Renowned boxing historian Ron Jackson has described former South African heavyweight boxer Jimmy Abbott as “the best SA heavyweight never to have won a world title.”
Abbott, who suffered a stroke in 2013 and suffered from heart problems, died at his home in Heidelberg, east of Johannesburg, on Sunday night, from what appeared to be heart failure, at the age of 61.
According to a post by the Heidelberg Volunteer Medics’ community on their Facebook page, they had “received a call for an elderly male patient with difficulty breathing and severe heart failure. Volunteers responded immediately and assisted on the scene.”
Although he had heaps of boxing talent, Abbott, fondly nicknamed “Jumbo” by boxing fans, constantly battled weight problems during his colourful career between the ropes.
One fight that still sticks out in Jackson’s memory is Abbott’s first round demolition of former world heavyweight contender Kallie Knoetze at the Ellis Park Tennis Stadium in 1980.
Abbott punched Knoetze, who later became a world title contender, clean out of the ring, to score a sensational first-round knockout and annexed the then Transvaal (now Gauteng) heavyweight title.
“He is one of the hardest punchers I have ever seen in the game,” said Jackson.
The third man in the ring that evening was the distinguished South African Boxing Hall-of-Fame referee Stan Christodoulou, who concurred with Jackson.
“He could take a really good shot and dish it out too.
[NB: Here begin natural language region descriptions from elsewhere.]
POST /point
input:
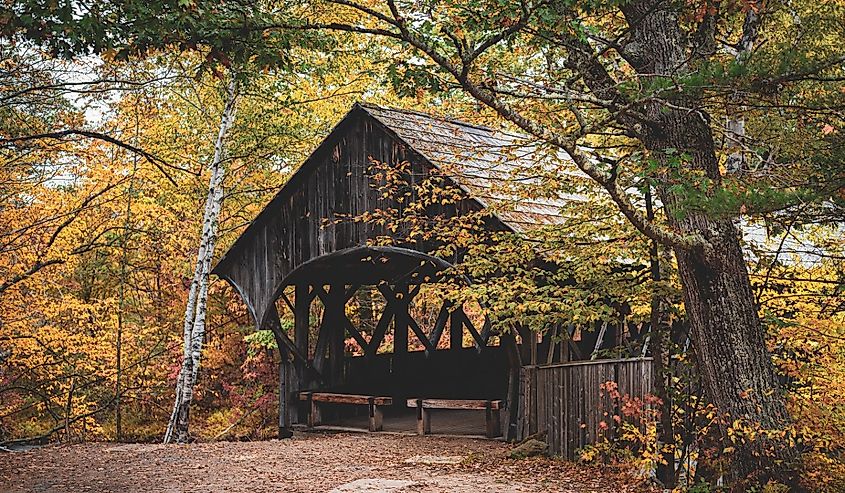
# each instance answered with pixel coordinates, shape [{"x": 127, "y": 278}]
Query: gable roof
[{"x": 492, "y": 165}]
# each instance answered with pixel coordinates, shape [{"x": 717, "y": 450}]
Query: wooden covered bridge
[{"x": 302, "y": 250}]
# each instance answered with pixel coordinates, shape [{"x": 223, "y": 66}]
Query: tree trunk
[
  {"x": 729, "y": 339},
  {"x": 195, "y": 311}
]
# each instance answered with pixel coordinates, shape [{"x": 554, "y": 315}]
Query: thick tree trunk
[
  {"x": 729, "y": 338},
  {"x": 195, "y": 311}
]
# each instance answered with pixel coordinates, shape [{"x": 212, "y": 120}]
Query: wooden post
[
  {"x": 301, "y": 313},
  {"x": 512, "y": 406},
  {"x": 275, "y": 325},
  {"x": 376, "y": 416},
  {"x": 423, "y": 419},
  {"x": 456, "y": 329},
  {"x": 336, "y": 304},
  {"x": 400, "y": 320},
  {"x": 285, "y": 407},
  {"x": 492, "y": 421}
]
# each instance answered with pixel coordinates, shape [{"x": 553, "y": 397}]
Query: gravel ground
[{"x": 313, "y": 462}]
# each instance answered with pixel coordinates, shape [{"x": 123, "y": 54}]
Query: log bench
[
  {"x": 372, "y": 402},
  {"x": 491, "y": 408}
]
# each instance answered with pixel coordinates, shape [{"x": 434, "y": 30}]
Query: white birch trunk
[
  {"x": 735, "y": 126},
  {"x": 195, "y": 310}
]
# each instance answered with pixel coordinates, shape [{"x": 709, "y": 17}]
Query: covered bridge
[{"x": 303, "y": 248}]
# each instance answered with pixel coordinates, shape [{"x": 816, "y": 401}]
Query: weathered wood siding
[
  {"x": 310, "y": 215},
  {"x": 565, "y": 400}
]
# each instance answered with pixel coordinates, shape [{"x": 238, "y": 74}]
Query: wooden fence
[{"x": 565, "y": 400}]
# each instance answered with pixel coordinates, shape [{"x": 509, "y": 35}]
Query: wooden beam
[
  {"x": 400, "y": 320},
  {"x": 486, "y": 330},
  {"x": 455, "y": 403},
  {"x": 355, "y": 333},
  {"x": 479, "y": 342},
  {"x": 337, "y": 398},
  {"x": 282, "y": 337},
  {"x": 456, "y": 329},
  {"x": 440, "y": 324},
  {"x": 380, "y": 331},
  {"x": 336, "y": 304},
  {"x": 420, "y": 334}
]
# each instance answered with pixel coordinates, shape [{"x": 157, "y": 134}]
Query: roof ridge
[{"x": 432, "y": 116}]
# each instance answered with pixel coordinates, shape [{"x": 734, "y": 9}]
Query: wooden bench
[
  {"x": 491, "y": 408},
  {"x": 372, "y": 402}
]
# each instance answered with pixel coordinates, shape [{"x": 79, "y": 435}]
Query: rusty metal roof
[{"x": 494, "y": 166}]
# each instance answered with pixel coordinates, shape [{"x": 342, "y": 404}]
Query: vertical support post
[
  {"x": 301, "y": 314},
  {"x": 512, "y": 405},
  {"x": 423, "y": 419},
  {"x": 400, "y": 320},
  {"x": 400, "y": 339},
  {"x": 275, "y": 325},
  {"x": 337, "y": 303},
  {"x": 456, "y": 329},
  {"x": 285, "y": 407},
  {"x": 376, "y": 416},
  {"x": 492, "y": 421}
]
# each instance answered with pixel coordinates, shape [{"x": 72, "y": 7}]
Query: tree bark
[
  {"x": 728, "y": 336},
  {"x": 195, "y": 311}
]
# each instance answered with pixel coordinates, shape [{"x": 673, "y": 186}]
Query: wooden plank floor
[{"x": 443, "y": 421}]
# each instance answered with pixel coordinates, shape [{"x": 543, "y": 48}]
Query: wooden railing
[{"x": 566, "y": 402}]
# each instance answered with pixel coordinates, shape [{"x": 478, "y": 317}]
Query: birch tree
[{"x": 195, "y": 310}]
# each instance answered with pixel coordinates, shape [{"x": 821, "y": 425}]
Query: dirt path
[{"x": 309, "y": 462}]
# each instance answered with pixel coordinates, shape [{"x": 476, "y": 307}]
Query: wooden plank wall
[{"x": 565, "y": 400}]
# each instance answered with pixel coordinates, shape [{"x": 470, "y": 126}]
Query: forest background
[{"x": 105, "y": 172}]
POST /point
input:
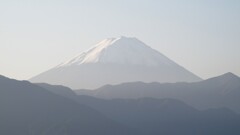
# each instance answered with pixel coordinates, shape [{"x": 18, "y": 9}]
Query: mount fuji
[{"x": 115, "y": 61}]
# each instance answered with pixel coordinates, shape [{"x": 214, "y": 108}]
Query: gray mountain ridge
[
  {"x": 27, "y": 109},
  {"x": 221, "y": 91},
  {"x": 160, "y": 116}
]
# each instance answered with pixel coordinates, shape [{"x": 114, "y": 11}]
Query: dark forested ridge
[{"x": 221, "y": 91}]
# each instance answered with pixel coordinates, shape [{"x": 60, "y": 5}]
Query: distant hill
[
  {"x": 221, "y": 91},
  {"x": 161, "y": 116},
  {"x": 27, "y": 109}
]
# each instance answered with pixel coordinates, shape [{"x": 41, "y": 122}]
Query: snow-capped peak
[{"x": 122, "y": 50}]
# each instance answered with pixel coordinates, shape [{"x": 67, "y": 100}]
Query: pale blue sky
[{"x": 201, "y": 35}]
If better managed, I am convinced he would have become a world champion. He had a wealth of talent and fought in an era when we were blessed with a golden generation of South African heavyweights,” said Christodoulou.
“He was a world-class fighter. His speed for his weight was incredible. He had the ability to go all the way if he was in the hands of a good trainer.”
Jackson also vividly recalled his quintet of battles with former South African champion Robbie Williams between 1978 and 1980, which ended all-square (two wins each and a draw).
After a 26-fight professional career and a recurring fight with the scales, Abbott retired in 1983 after gaining an eight round points decision over the Argentine Juan Antonio Musladino in Cape Town.
He had a formidable amateur career and was awarded national honours before turning professional in 1978 and gaining a second round technical knockout victory over Frans Manyaniso in Bloemfontein.
Just a few weeks later, he also knocked out Jeff Ellis in two rounds at the famous Jack Eustace Hall in Johannesburg. Ellis is today still integrally involved in the sport and is a well-known publicist and match-maker.
Abbott also dabbled in professional wrestling after retiring from the boxing ring and among other aliases he assumed, he was known as “The Viking” to South African show wrestling fans.
He was also known as a massive Lions rugby fan and rarely missed a home match at Ellis Park.
It’s with sadness that the Lions Rugby Company learnt of the passing of Jimmy Abbott, boxing legend and one of the biggest Lions fans ever.
Jimmy was a regular at Emirates Airline Park and we will miss him dearly.
He passed away at his home on Sunday night. pic.twitter.com/kBSY9fGxpH
— Lions (@LionsRugbyCo) March 22, 2021
Abbott turned to evangelism a number of years ago and became a popular pastor, where he and his wife, Annette, started Jimmy Abbott Ministries.